I don’t think I’ll ever sleep again.
xo,
Carly.
Ps. I apologize in advance for the TERRIFYING photo I’m about to attach, which is the new film’s poster. It’s just the worst… in the best way.
Can’t WAIT.
(Google-Books Plot)
(SOON TO BE A MAJOR MOTION MOVIE IN 2017 starring Finn Wolfhard, Bill Skarsg rd (from STRANGER THINGS) and Jaeden Lieberher.
To the children, the town was their whole world. To the adults, knowing better, Derry Maine was just their home town: familiar, well-ordered for the most part. A good place to live.

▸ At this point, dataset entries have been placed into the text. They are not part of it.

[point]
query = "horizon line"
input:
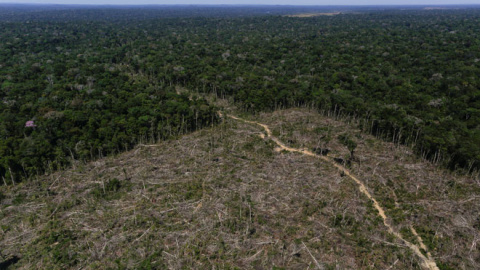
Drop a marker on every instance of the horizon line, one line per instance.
(291, 5)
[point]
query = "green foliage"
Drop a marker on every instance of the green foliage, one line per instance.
(94, 93)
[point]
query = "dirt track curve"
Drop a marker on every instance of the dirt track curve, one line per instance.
(427, 262)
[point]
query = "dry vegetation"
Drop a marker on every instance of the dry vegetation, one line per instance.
(223, 198)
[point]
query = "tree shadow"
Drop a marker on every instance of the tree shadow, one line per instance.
(8, 262)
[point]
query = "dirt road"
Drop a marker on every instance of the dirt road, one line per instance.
(427, 262)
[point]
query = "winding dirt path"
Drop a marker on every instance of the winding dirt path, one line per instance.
(427, 262)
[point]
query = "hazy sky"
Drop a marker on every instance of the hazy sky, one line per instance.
(268, 2)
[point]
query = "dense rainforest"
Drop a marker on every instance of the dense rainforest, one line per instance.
(77, 83)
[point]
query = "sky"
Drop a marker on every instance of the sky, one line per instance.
(249, 2)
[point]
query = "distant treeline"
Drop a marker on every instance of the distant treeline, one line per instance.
(94, 87)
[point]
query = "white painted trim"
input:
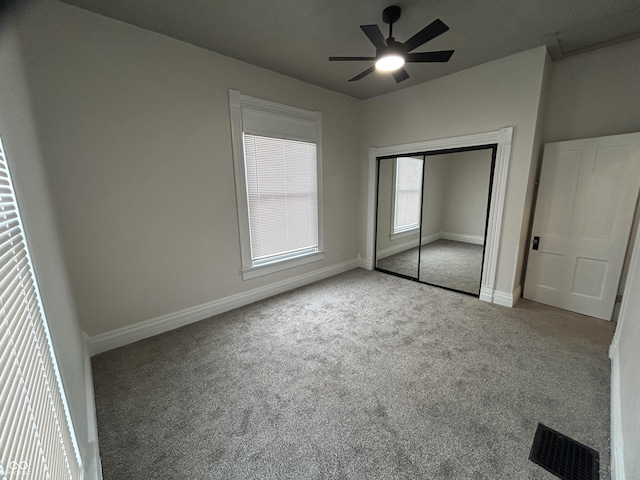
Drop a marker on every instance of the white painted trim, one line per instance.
(371, 208)
(365, 263)
(462, 141)
(399, 247)
(267, 268)
(92, 463)
(164, 323)
(506, 299)
(238, 101)
(503, 138)
(461, 237)
(431, 238)
(617, 444)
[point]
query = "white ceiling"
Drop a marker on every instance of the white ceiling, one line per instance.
(296, 37)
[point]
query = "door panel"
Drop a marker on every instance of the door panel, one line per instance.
(586, 202)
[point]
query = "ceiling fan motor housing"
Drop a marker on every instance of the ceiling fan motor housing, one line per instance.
(391, 14)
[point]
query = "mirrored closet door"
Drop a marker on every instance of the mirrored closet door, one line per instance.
(432, 212)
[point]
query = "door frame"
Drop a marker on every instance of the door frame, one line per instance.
(503, 139)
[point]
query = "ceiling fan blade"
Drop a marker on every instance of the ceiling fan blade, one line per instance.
(349, 59)
(400, 75)
(363, 74)
(375, 35)
(431, 31)
(441, 56)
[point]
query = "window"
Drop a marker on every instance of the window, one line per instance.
(37, 438)
(407, 194)
(277, 159)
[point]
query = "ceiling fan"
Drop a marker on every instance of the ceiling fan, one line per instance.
(392, 55)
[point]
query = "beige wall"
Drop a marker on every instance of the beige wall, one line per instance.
(137, 133)
(466, 193)
(498, 94)
(591, 95)
(25, 159)
(456, 187)
(626, 358)
(595, 94)
(435, 177)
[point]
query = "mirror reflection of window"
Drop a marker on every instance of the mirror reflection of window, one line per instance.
(432, 212)
(407, 194)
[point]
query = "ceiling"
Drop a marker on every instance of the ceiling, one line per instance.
(296, 37)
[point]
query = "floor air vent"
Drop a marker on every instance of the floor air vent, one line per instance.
(563, 456)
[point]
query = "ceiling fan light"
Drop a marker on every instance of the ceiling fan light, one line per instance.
(389, 63)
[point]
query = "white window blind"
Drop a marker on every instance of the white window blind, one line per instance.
(282, 191)
(37, 439)
(408, 194)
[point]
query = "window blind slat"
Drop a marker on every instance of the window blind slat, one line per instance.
(282, 195)
(408, 192)
(36, 426)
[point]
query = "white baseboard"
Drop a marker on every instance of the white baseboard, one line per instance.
(366, 263)
(427, 239)
(91, 460)
(486, 294)
(460, 237)
(617, 458)
(148, 328)
(507, 299)
(400, 247)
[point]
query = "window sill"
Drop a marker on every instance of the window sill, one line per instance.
(279, 265)
(404, 233)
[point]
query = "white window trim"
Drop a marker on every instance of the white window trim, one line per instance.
(250, 268)
(397, 234)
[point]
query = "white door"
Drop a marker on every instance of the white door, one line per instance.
(586, 202)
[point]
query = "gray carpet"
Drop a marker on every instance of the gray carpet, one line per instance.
(447, 263)
(361, 376)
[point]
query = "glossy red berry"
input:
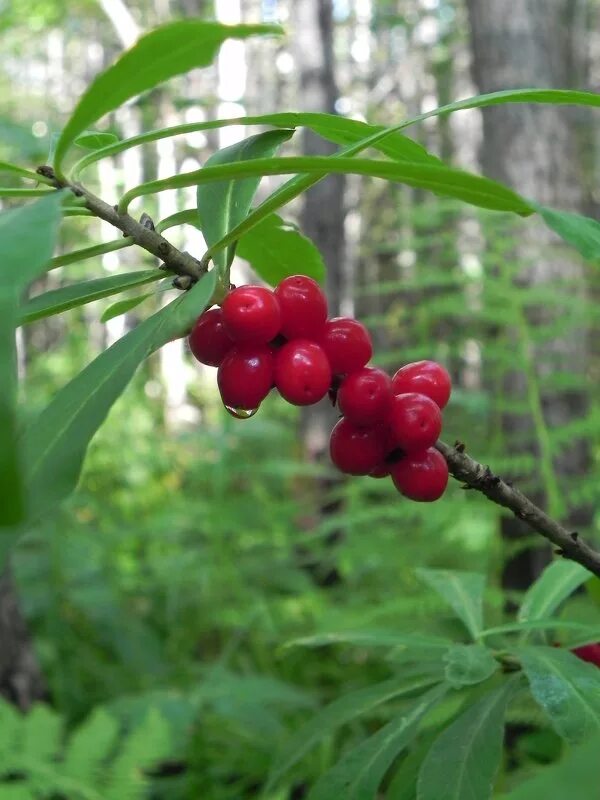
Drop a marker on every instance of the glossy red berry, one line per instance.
(245, 376)
(303, 307)
(209, 341)
(414, 422)
(302, 372)
(425, 377)
(355, 449)
(421, 476)
(365, 396)
(588, 652)
(251, 315)
(347, 344)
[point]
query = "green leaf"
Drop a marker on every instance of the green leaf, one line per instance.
(442, 180)
(144, 746)
(94, 140)
(463, 591)
(581, 232)
(341, 711)
(543, 96)
(78, 294)
(55, 443)
(223, 205)
(159, 55)
(90, 745)
(275, 249)
(373, 638)
(467, 664)
(464, 759)
(123, 306)
(572, 776)
(27, 240)
(359, 773)
(566, 687)
(553, 587)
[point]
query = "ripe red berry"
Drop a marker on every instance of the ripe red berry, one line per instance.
(251, 315)
(303, 307)
(425, 377)
(245, 376)
(421, 476)
(365, 395)
(302, 372)
(347, 344)
(209, 341)
(588, 652)
(355, 449)
(414, 422)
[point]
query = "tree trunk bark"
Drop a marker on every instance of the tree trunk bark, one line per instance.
(21, 681)
(522, 43)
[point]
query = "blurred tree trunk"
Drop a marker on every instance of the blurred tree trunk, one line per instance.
(519, 43)
(21, 681)
(322, 216)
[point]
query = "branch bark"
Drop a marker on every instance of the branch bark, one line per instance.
(479, 477)
(143, 234)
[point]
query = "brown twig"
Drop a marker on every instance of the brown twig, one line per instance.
(143, 234)
(477, 476)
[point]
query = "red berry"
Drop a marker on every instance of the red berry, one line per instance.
(302, 372)
(365, 395)
(421, 476)
(245, 376)
(303, 307)
(347, 344)
(588, 652)
(425, 377)
(251, 315)
(414, 422)
(209, 341)
(355, 449)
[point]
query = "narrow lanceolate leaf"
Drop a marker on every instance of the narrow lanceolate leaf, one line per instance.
(581, 232)
(59, 300)
(94, 140)
(464, 759)
(467, 664)
(360, 772)
(223, 205)
(123, 306)
(275, 249)
(55, 443)
(553, 587)
(27, 240)
(338, 713)
(567, 688)
(167, 51)
(463, 591)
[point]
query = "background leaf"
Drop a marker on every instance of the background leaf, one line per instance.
(463, 591)
(467, 664)
(275, 249)
(463, 760)
(558, 581)
(55, 443)
(27, 239)
(359, 773)
(78, 294)
(223, 205)
(338, 713)
(182, 45)
(567, 688)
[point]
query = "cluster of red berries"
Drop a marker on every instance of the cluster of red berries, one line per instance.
(260, 339)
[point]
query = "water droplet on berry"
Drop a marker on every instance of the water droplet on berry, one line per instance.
(241, 413)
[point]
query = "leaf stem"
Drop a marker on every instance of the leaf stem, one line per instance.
(482, 479)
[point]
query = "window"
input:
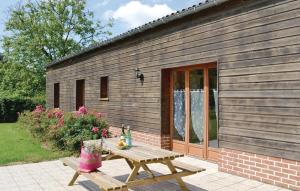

It was the children who saw – and felt – what made Derry so horribly different. In the storm drains, in the sewers, IT lurked, taking on the shape of every nightmare, each one’s deepest dread. Sometimes IT reached up, seizing, tearing, killing . . .
The adults, knowing better, knew nothing.
Time passed and the children grew up, moved away. The horror of IT was deep-buried, wrapped in forgetfulness. Until they were called back, once more to confront IT as IT stirred and coiled in the sullen depths of their memories, reaching up again to make their past nightmares a terrible present reality.)